Despite several good online resources, it's not necessarily obvious how friend's wrap-authorize
interacts with Compojure routing.
This set of routes handles /4
incorrectly:
(defroutes app-routes
(GET "/1" [] (site-page 1))
(GET "/2" [] (site-page 2))
(friend/wrap-authorize (GET "/3" [] (site-page 3)) #{::user})
(GET "/4" [] (site-page 4)))
Any attempt to route to /4
for a user that doesn't have the ::user
role will fail with the same error you would expect to (and do) get from an unauthorized attempt to route to /3
. The reason this happens is that Compojure considers the four routes in the sequence in which they are listed and wrap-authorize
works by throw
-ing out if there is an authorization error (and aborting the routing entirely).
So, even though the code looks like the authorization check is associated with /3
, it's really associated with the point in evaluation after /2
is considered, but before /3
or /4
. So for an unauthorized user of /3
, Compojure never considers either the the /3
or /4
routes. /4
(and anything that might follow it) is hidden behind the same security as /3
.
This is what's meant when the documentation says to do the authorization check after the routing and not before.
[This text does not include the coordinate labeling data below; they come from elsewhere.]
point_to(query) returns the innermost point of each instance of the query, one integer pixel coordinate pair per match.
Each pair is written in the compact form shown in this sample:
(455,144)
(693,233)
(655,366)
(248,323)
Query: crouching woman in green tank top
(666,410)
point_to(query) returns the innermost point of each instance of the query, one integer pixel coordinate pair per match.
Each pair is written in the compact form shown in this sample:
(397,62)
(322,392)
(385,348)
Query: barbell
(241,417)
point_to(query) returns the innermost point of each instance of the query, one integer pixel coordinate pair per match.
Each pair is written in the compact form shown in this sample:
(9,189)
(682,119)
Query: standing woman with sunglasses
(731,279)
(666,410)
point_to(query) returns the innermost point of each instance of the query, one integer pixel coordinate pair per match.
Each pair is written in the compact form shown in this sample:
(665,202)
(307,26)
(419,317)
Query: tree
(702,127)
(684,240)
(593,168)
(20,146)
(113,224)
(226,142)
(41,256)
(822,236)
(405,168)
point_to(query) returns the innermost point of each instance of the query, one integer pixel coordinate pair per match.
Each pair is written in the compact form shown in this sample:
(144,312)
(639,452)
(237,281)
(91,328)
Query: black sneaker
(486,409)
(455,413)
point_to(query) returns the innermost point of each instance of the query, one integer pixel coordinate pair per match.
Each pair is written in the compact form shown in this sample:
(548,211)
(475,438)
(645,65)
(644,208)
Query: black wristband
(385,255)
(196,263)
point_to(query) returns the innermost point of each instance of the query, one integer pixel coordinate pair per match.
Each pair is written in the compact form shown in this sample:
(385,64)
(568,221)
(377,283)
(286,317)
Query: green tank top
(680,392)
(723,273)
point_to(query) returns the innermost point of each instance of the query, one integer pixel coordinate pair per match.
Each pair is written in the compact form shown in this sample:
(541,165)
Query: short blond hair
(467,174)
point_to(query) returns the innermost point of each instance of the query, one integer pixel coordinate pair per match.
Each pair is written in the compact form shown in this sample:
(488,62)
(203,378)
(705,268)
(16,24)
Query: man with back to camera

Let the route decide if the authorization check gets run and then your other routes won't be impacted by authorization checks that don't apply.
What that looks like in code is this (with the friend/authorize
check inside the body of the route):
(defroutes app-routes
(GET "/1" [] (site-page 1))
(GET "/2" [] (site-page 2))
(GET "/3" [] (friend/authorize #{::user} (site-page 3)))
(GET "/4" [] (site-page 4)))
The documentation does mention the use of context
to help solve this problem. Where that plays a role is when a set of routes need to be hidden behind the same authorization check. But the essential point is to check and enforce authorization only after you know you need to do it.